Q: What is the service availability of Amazon SageMaker?
Amazon SageMaker is designed for high availability. There are no maintenance windows or scheduled downtimes. Amazon SageMaker APIs run in Amazon’s proven, high-availability data centers, with service stack replication configured across three facilities in each AWS region to provide fault tolerance in the event of a server failure or Availability Zone outage.
Q: What security measures does Amazon SageMaker have?
Amazon SageMaker ensures that ML model artifacts and other system artifacts are encrypted in transit and at rest. Requests to the Amazon SageMaker API and console are made over a secure (SSL) connection. You pass AWS Identity and Access Management roles to Amazon SageMaker to provide permissions to access resources on your behalf for training and deployment. You can use encrypted S3 buckets for model artifacts and data, as well as pass a KMS key to Amazon SageMaker notebooks, training jobs, and endpoints, to encrypt the attached ML storage volume.
Q: How does Amazon SageMaker secure my code?
Amazon SageMaker stores code in ML storage volumes, secured by security groups and optionally encrypted at rest.
Q: How am I charged for Amazon SageMaker?
You pay for ML compute, storage, and data processing resources you use for hosting the notebook, training the model, performing predictions, and logging the outputs. Amazon SageMaker allows you to select the number and type of instance used for the hosted notebook, training, and model hosting. You only pay for what you use, as you use it; there are no minimum fees and no upfront commitments.
Q: What if I have my own notebook, training, or hosting environment?
Amazon SageMaker provides a full end-to-end workflow, but you can continue to use your existing tools with Amazon SageMaker. You can easily transfer the results of each stage in and out of Amazon SageMaker as your business requirements dictate.
Hosted Jupyter notebooks
Q: What types of notebooks are supported?
Currently, Jupyter notebooks are supported.
Q: How do you persist notebook files when I stop my workspace?

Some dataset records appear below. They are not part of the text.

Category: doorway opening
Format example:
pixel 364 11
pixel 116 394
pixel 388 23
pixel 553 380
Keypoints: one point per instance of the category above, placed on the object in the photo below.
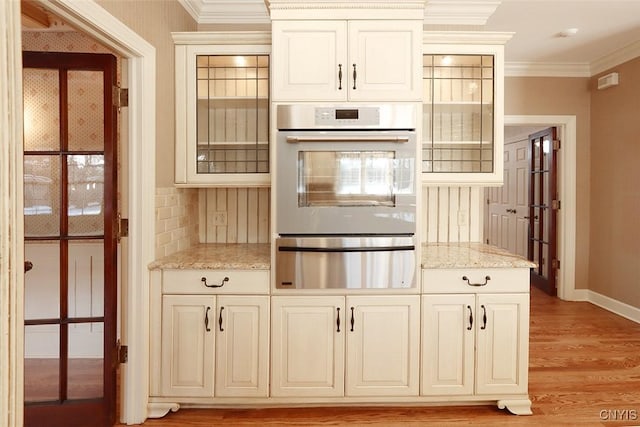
pixel 139 57
pixel 518 128
pixel 70 205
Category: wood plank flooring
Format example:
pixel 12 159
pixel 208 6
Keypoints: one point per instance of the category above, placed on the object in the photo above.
pixel 584 370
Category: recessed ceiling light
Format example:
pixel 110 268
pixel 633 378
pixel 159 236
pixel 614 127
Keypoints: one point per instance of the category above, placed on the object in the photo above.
pixel 568 32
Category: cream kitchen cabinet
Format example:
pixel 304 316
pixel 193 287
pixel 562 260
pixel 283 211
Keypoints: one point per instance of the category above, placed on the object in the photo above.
pixel 333 346
pixel 187 345
pixel 475 335
pixel 242 346
pixel 212 338
pixel 222 108
pixel 463 108
pixel 210 349
pixel 347 60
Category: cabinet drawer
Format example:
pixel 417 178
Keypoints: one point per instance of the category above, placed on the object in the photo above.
pixel 233 282
pixel 452 280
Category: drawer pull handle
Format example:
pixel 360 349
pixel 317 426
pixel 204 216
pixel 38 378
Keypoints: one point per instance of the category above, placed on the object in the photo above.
pixel 204 281
pixel 486 280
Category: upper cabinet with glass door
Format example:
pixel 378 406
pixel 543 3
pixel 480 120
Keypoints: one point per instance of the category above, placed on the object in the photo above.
pixel 462 134
pixel 222 109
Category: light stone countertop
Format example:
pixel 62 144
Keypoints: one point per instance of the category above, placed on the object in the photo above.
pixel 256 256
pixel 470 255
pixel 218 256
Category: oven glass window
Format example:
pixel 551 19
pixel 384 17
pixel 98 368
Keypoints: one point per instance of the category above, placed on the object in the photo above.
pixel 346 178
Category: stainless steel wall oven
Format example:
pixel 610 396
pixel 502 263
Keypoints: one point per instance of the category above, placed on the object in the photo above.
pixel 346 196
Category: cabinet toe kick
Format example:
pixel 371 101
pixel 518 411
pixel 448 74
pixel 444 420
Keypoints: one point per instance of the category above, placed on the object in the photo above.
pixel 516 406
pixel 160 409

You can persist your notebook files on the attached ML storage volume. The ML storage volume will be detached when the notebook instance is shut down and reattached when the notebook instance is relaunched. Items stored in memory will not be persisted.
Q: How do I increase the available resources in my notebook?

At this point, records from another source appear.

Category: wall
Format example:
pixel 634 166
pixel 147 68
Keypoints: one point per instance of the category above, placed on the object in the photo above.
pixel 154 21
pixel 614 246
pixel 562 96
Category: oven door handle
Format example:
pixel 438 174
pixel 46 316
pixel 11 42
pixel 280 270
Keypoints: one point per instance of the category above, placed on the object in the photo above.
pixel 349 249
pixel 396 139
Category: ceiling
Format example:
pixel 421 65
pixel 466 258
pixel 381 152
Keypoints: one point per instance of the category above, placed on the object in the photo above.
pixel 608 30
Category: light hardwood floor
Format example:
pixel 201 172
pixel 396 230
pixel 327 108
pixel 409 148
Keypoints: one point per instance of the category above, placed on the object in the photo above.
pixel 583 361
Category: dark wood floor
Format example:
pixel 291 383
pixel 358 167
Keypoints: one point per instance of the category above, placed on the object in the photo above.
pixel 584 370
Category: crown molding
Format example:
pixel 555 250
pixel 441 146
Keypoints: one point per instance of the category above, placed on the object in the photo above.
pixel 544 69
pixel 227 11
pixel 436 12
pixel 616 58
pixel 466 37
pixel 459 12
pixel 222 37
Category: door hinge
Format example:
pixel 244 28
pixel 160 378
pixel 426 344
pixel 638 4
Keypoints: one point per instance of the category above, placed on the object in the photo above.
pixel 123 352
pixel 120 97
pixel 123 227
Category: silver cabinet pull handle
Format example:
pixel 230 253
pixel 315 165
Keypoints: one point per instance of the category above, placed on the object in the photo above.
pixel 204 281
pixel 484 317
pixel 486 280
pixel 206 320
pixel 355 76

You can modify the notebook instance and select a larger profile through the Amazon SageMaker console, after saving your files and data on the attached ML storage volume. The notebook instance will be restarted with greater available resources, with the same notebook files and installed libraries.
Q: How can I train a model from an Amazon SageMaker notebook?
After launching an example notebook, you can customize the notebook to fit your data source and schema, and execute the AWS APIs for creating a training job. The progress or completion of the training job is available through the Amazon SageMaker console or AWS APIs.
Q: Are there limits to the size of the dataset I can use for training?
There are no fixed limits to the size of the dataset you can use for training models with Amazon SageMaker.
Q: What data sources can I easily pull into Amazon SageMaker?
You can specify the Amazon S3 location of your training data as part of creating a training job.
Q: What algorithms does Amazon SageMaker use to generate models?
Amazon SageMaker includes built-in algorithms for linear regression, logistic regression, k-means clustering, principal component analysis, factorization machines, neural topic modeling, latent dirichlet allocation, gradient boosted trees, sequence2sequence, time series forecasting, word2vec, and image classification. Amazon SageMaker also provides optimized Apache MXNet, Tensorflow, Chainer, and PyTorch containers. In addition, Amazon SageMaker supports your custom training algorithms provided through a Docker image adhering to the documented specification.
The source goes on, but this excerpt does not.